I recently posted on my facelift page about the weirdness of walking into a Starbucks for an iced latte on an early summer morning and finding at the counter next to the register the new album by Fiona Apple. I’ve grown pretty accustomed to seeing music for sale there; they’ve been doing it for years. But there’s something uncomfortable for me about seeing music that I want in my collection at my elbow while I make my coffee order. The post I made on faceplant was simply the question: why am I weirded out by this? Why should I be? And since the new Fiona Apple album is one for which I feel not just a little bit of excitement, why didn’t I plunk down another 14 dollars right there on the spot so I could enjoy my latte and my Fiona at the very same time as I drove away in my car? I don’t know. I really don’t know.
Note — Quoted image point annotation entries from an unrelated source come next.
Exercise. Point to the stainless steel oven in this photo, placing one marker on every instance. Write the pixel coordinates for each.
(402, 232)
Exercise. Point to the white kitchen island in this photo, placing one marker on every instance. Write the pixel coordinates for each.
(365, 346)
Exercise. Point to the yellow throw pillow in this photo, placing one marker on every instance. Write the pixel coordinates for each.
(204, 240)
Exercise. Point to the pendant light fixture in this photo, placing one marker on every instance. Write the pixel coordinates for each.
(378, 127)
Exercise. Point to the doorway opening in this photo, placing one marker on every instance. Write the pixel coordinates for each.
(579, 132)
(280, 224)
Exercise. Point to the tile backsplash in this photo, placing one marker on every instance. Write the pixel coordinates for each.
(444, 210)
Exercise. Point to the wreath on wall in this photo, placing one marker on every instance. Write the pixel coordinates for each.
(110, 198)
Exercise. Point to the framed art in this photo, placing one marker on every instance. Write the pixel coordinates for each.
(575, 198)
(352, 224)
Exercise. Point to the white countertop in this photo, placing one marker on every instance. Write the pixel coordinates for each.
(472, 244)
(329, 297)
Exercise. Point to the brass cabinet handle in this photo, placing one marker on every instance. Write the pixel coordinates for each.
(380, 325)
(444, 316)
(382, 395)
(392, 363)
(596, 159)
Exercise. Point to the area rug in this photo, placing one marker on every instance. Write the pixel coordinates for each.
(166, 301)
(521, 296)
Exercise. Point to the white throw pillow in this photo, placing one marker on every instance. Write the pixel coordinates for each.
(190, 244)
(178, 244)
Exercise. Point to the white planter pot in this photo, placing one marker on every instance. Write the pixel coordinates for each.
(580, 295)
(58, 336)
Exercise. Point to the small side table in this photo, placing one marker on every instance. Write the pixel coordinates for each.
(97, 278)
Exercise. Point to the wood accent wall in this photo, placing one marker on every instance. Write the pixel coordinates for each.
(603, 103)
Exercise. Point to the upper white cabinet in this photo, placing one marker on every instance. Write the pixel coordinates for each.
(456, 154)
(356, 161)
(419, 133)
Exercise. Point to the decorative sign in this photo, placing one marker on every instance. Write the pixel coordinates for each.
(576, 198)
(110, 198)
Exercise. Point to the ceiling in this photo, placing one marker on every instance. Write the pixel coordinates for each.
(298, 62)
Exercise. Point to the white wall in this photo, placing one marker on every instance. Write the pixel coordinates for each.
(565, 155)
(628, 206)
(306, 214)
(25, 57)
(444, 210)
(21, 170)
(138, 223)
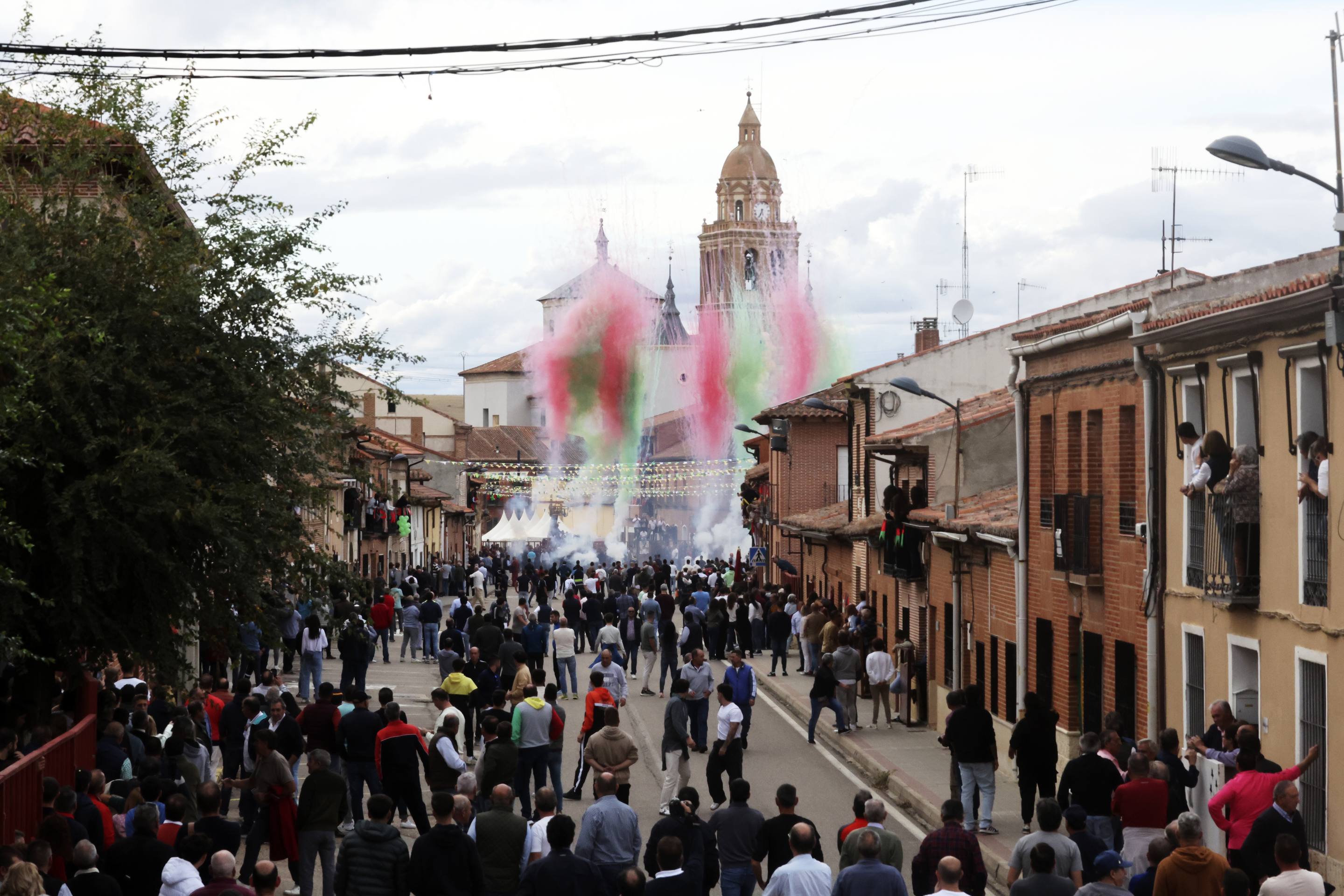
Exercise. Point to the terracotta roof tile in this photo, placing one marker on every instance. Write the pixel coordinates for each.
(994, 512)
(828, 519)
(1302, 284)
(980, 409)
And then I got two responses to my query which served as the inspiration for this blog entry. One friend’s response echoed the question in the preceding paragraph and went sort of like this: “What’s wrong with buying music at Starbucks? I do it from time to time and feel absolutely no weirdness.” And the other friend’s response was a link to an article that essentially answered all of the questions above. Sort of. Here’s the title of said article: “The Starbuck Brandscape and Consumers’ (Anticorporate) Experiences of Glocalization.” It was co-written by Craig J. Thompson and Zeynep Arsel, the piece was published in 2004 by the Journal of Consumer Research, and the bald-faced truth is that I understood very little of it. But I understood enough of it, as they say, to make me dangerous, enough of it, I’d like to think, to help me explain to myself and anybody else who might be interested WHY I got the heebie jeebies seeing Fiona Apple for sale at Starbucks.
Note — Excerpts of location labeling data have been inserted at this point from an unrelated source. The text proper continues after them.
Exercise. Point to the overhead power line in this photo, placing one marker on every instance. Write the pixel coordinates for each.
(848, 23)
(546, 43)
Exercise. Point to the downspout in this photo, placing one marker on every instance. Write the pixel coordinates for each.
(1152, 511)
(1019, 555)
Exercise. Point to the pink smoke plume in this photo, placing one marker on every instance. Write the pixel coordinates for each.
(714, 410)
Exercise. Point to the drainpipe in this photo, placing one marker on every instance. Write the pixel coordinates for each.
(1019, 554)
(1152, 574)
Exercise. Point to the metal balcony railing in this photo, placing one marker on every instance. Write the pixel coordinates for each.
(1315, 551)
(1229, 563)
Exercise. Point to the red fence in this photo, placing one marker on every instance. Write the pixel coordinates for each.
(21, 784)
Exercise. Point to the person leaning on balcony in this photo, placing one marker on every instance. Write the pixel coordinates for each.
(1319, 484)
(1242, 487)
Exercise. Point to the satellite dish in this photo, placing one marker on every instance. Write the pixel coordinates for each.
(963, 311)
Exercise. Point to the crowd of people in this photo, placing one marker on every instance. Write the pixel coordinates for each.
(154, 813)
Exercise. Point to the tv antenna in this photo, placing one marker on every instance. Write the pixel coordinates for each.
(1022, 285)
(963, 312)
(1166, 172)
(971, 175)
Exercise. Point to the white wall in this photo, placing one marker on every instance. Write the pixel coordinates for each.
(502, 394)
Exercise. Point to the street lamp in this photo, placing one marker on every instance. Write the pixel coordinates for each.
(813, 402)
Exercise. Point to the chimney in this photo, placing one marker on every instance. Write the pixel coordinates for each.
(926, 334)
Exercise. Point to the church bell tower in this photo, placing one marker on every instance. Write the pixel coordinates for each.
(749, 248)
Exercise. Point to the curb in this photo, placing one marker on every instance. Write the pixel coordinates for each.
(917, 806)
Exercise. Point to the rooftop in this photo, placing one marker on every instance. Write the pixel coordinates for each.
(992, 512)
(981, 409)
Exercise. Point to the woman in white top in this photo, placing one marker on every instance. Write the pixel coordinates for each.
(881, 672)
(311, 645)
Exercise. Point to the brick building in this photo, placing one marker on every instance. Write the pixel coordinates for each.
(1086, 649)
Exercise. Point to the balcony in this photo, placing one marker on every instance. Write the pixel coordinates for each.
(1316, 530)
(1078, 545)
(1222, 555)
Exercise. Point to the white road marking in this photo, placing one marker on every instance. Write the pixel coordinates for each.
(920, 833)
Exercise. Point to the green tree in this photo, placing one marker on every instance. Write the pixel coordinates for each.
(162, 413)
To begin with, I’ve got milling around in my head what the authors of this article call “The Anti-Starbucks Discourse,” meaning that I share with a lot of folks certain criticisms of the Starbucks corporate enterprise. Whether because of infamous business practices, the exorbitant prices, the quality of the product, or the sense of the manufactured, 100% calculated experience of the environment, there’s to begin with a certain amount of self-doubt and guilt when I buy coffee there as opposed to frequenting the independent or the local–which I used to ALWAYS do when I lived closer to the independent and the local. Convenience has brought me back into the Starbucks fold against my better judgements. And then, feeling a bit sheepish to begin with about just being there, I see Fiona Apple’s new cd staring out at me from the counter. Fiona seems to be saying, “It’s all right. It’s all good. Look, I’m here. And you like me. Why can’t you like the rest of it?” It’s pure genius on the part of the PR people at the helm of this monolithic corporate enterprise, this strategy of fooling me into believing that, within this massive business structure, the local, no, the individual cultural interests are maintained and honored here. Hence: “Glocalization.” For me, in Milwaukie, Oregon, there’s nothing “local” about Fiona Apple. But there is something fiercely independent, individualistic about her, weird, eclectic, anti-establishment, personal, all things I value–for sale in a place that epitomizes what I don’t value: homogeneity, sterility, conformity, consistency–in the Emersonian sense: “A foolish consistency is the hobgoblin of little minds, adored by little statesmen and philosophers and divines. . .”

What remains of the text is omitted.